RUBRICA – Carissimi lettori, bentrovati! Quest’oggi pongo alla vostra attenzione i cosiddetti “rimedi della nonna”, soluzioni antiche a problemi fisici che anche oggi attanagliano l’uomo; come constaterete leggendo le “ricette” che seguono (tutte tratte da “Usi e costumi del bormiese” di Glicerio Longa, edizioni “Magnifica terra”) alcune sarebbero ancora oggi praticabili (non è un consiglio, mi raccomando, sono qui riportate a mero titolo storico e documentale), altre sarebbero oggi difficilmente proponibili per la difficoltà di reperire alcuni “ingredienti” (ad esempio la pelle del calcagno di un falco o di un’aquila per debellare i dolori della gotta), altre ancora hanno un sapore “magico” e addirittura sciamanico come quella della lumaca “sfracassata” durante il plenilunio con una pietra bianca per curare i calcoli vescicali.
Cominciamo col “Remédi per i tap: quando uno è diventato duro d’orecchi o sordo come una campana, bisogna colargli dentro qualche gocciola di succo di torsi di cavolo mischiato con un po’ di vino tiepido”. Il “mal de skèna” si curava facendo bollire insieme miele, resina liquida di larice, grasso di animale maschio, olio vergine di lino e di oliva; si otteneva un unguento da spalmare sul dorso e utilissimo anche per facilitare la guarigione delle piaghe; anche l’unguento di olio e cera era efficacissimo per “saldare” le piaghe che prima del trattamento dovevano essere lavate con una piuma bagnata nell’urina di maschio.
Per i “rèum si fa scaldare in un recipiente una manciata di assenzio pestato con due bastoncelli, legno contro legno, oppure si scalda una pietra verde e si tiene su una notte o due”.
Per “li moròjdi: unguento di aglio ben cotto mescolato con sapone molle”.

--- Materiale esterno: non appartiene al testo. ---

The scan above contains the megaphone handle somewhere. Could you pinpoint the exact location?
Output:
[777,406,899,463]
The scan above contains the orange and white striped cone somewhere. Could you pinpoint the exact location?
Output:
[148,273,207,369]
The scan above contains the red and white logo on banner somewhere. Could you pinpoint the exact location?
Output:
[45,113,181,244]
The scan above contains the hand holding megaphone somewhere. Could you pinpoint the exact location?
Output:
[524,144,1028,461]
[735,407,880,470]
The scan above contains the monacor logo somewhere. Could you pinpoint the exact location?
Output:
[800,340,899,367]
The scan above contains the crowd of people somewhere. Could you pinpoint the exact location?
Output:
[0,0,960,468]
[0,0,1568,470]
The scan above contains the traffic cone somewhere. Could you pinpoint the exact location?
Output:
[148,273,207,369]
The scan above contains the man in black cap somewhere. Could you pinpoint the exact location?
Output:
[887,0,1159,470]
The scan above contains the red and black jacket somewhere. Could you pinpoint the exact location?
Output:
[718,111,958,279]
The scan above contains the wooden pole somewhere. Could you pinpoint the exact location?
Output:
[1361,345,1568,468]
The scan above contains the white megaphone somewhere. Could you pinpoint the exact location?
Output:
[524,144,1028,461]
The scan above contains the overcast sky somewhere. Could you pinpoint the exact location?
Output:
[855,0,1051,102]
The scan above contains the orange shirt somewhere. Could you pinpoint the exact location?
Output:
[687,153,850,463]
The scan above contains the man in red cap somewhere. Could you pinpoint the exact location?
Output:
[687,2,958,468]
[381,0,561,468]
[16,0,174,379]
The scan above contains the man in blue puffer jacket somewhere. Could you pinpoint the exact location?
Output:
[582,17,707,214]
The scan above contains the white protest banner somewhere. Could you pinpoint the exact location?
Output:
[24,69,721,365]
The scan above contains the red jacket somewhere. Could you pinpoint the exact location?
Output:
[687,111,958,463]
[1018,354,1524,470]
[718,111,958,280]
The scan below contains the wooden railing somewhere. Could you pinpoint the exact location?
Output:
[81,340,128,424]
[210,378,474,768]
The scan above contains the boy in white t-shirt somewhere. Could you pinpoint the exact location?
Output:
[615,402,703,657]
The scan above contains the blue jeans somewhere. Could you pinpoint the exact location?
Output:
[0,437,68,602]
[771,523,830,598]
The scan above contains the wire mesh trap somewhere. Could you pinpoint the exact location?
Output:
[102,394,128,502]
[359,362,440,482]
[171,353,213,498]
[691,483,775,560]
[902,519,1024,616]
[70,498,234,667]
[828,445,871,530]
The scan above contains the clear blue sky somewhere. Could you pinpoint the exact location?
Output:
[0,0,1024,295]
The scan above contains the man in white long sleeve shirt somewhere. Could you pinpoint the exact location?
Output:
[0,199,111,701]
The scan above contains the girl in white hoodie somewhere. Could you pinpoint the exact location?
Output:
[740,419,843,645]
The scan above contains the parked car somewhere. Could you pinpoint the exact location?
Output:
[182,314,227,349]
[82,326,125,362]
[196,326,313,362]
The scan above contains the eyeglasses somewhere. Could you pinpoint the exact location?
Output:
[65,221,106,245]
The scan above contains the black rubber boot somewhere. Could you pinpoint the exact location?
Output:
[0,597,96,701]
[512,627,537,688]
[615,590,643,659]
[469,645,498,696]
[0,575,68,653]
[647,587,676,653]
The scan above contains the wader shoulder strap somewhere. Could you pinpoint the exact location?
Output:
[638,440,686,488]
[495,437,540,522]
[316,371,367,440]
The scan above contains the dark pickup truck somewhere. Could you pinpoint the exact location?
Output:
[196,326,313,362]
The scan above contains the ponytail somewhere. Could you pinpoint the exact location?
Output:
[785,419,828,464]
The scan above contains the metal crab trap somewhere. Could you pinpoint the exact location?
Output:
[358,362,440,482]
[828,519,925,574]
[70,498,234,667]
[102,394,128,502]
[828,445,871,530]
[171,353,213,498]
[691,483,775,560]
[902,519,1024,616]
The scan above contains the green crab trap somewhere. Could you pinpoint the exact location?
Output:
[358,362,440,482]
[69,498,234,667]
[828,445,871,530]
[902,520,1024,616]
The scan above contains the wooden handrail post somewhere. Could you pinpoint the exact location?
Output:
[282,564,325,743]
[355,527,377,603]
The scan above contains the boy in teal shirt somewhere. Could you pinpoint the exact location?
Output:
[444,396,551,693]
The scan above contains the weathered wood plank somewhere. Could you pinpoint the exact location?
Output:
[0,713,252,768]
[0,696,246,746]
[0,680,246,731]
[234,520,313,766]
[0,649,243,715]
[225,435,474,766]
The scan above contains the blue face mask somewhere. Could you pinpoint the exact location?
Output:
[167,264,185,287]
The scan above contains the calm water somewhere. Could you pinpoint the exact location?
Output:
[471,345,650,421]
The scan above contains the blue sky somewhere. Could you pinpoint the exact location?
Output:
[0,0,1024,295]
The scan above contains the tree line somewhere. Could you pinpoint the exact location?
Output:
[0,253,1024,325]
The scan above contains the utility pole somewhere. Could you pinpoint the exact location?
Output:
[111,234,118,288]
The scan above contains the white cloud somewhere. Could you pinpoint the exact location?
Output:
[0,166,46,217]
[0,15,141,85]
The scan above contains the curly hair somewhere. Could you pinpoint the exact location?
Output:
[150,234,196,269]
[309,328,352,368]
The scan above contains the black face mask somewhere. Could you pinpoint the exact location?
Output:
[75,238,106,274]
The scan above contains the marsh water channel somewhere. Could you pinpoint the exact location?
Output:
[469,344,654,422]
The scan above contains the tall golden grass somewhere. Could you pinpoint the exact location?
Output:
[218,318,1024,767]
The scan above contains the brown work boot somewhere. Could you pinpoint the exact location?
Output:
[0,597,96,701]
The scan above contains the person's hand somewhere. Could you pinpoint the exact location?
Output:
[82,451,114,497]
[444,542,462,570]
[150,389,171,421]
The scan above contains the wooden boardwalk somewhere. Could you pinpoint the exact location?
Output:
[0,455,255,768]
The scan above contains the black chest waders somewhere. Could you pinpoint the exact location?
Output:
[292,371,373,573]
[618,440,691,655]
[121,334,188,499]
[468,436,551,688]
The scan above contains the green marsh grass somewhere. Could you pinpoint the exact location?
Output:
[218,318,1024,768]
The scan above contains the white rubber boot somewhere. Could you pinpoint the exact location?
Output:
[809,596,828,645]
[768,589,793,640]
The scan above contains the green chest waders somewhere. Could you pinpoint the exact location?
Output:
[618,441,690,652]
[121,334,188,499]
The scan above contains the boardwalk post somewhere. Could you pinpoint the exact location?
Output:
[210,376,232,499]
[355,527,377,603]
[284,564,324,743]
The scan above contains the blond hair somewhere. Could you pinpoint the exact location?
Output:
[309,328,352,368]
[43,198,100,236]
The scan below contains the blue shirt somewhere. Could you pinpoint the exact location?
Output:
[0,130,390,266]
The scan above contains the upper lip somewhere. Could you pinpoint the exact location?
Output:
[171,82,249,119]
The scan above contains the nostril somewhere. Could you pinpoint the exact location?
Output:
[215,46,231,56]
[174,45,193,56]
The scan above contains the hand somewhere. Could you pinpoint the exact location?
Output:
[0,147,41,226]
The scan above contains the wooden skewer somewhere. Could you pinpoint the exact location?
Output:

“Contra la tos o bòlza dei ragazzi: succo di prezzemolo, polvere di ginepro e latte di donna, se ne fa un mischiamento e lo si dà da bere al ragazzo che finirà di tossire si acqueterà”. Si noti che uno degli ingredienti è il latte di donna!
Per curare i calcoli vescicali (detti “al mal de la prèda”) è suggerito un procedimento quasi magico: “quando è il plenilunio si prende una lumaca nuda o senza guscio, le si sfracassa la testa, dov’è una pietra bianca, si prende questa pietra, si riduce in polvere e si beve in un bicchiere di vino bianco, che gioverà”.
E ancora, “se uno fosse morsicato da qualche mostro di cagnolo rabbioso (Morduda velenosa): egli è necessario aver subito il fegato di questo cagnolo e arrostito glielo si darà da mangiare”.
Propongo qui oggi questi antichi rimedi perché danno conto dello stretto legame che l’uomo aveva non solo con la Natura ma con l’Universo tutto; il Creato era una vera e propria “farmacia”. Oggi l’uomo si sente sempre meno parte di un tutto organico ed “intelligente”, l’antico sapere è andato scomparendo, il legame con la Natura si è grandemente affievolito, perciò ci si affida ciecamente ed esclusivamente alla scienza e alle medicine “sintetiche”; sarà un bene? Ai posteri l’ardua sentenza!